You have to admire a man in his 30s who shows up to his winemaker’s dinner in suspenders and wool slacks. Don’t ask my why—
I don’t make the rules—but it’s really damned cool. Add to that a mop of untamable wavy hair and an attitude towards the American cork-dork blogosphere that clearly has yet to be tainted, and you have the makings of a mad genius. Mostly I am coming to terms with the fact that it might just have been the suspenders, but this is by no means an unbiased, objective blog, just an honest one.

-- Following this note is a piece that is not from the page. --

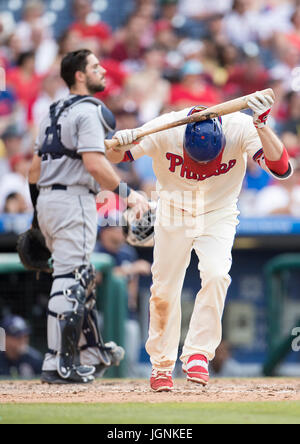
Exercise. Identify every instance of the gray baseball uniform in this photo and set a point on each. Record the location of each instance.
(67, 213)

Enrico Cerulli is making mind-blowing Pecorino. It has faint hints of honeysuckle and a distinct floral/herbal character that make it both voluptuous and racy all at once. It’s creamy and citrusy, with legs for miles like that brickhouse you had wet dreams about in high school. And no, you don’t want to put any on Sunday’s spaghetti. Cerulli Spinozzi is one of only a handful of wineries growing and bottling Pecorino in the Abruzzo region, and it blows Trebbiano off the grid, with a style reminiscent of white Burgundy…minus the price tag. It’s what you’ve never tasted and what you don’t even know how badly you want to taste, especially when it clocks in at under $15. Securing a bottle or two may not be any easier than scoring with the high school brickhouse, but some things are just worth the hunt. Simple as that. Only place I know of in the entire US currently selling it is Gotham Wines in NYC. As for me, I’m hoping the additional hectare he is nurturing (he currently only has 1.5 hecatares of pecornino) will be named the brickhouse lot. Given America’s penchant for euphemistic names, the bottling should sell like hotcakes. Then again, it would make it that much harder for me to secure any.
And because making a wine from grapes you’ve never heard of isn’t quite enough, Enrico is also making a Montepulciano d’Abruzzo you’ve probably never had because it’s a DOCG. Nearly all the Montepulciano imported into the US comes from the huge Montepulciano d’Abruzzo DOC. But that region has a singular DOCG subzone so small you’ll miss it if you sneeze, called Colline Teramane (Teramane Hills). The region produces less than 0.5% of the volume of the larger DOC (only 48 producers), and Cerulli owns 10% of it. His Torre Migliori Montepulciano d’Abruzzo is made completely from DOCG fruit.
It’s intoxicatingly aromatic, with lots of earthy and dark-berry tones, and a feel so chunky you’ll want to try to bite it (and no, we are NOT still talking about the brickhouse). And while Cerulli isn’t yet one of the DOCG’s top producers, in true maverick style, he is pole-vaulting the mote and catapulting the walls. Because it’s still not on most radars, the wine is a bargain so astounding it makes you almost feel bad paying so little…almost. Under $20 and I was only able to find it at (again) Gotham Wines and WineChateau.com. Tantalizingly rare, and an incredibly sexy mouthful—It’s the high school brickhouse and soooo much more.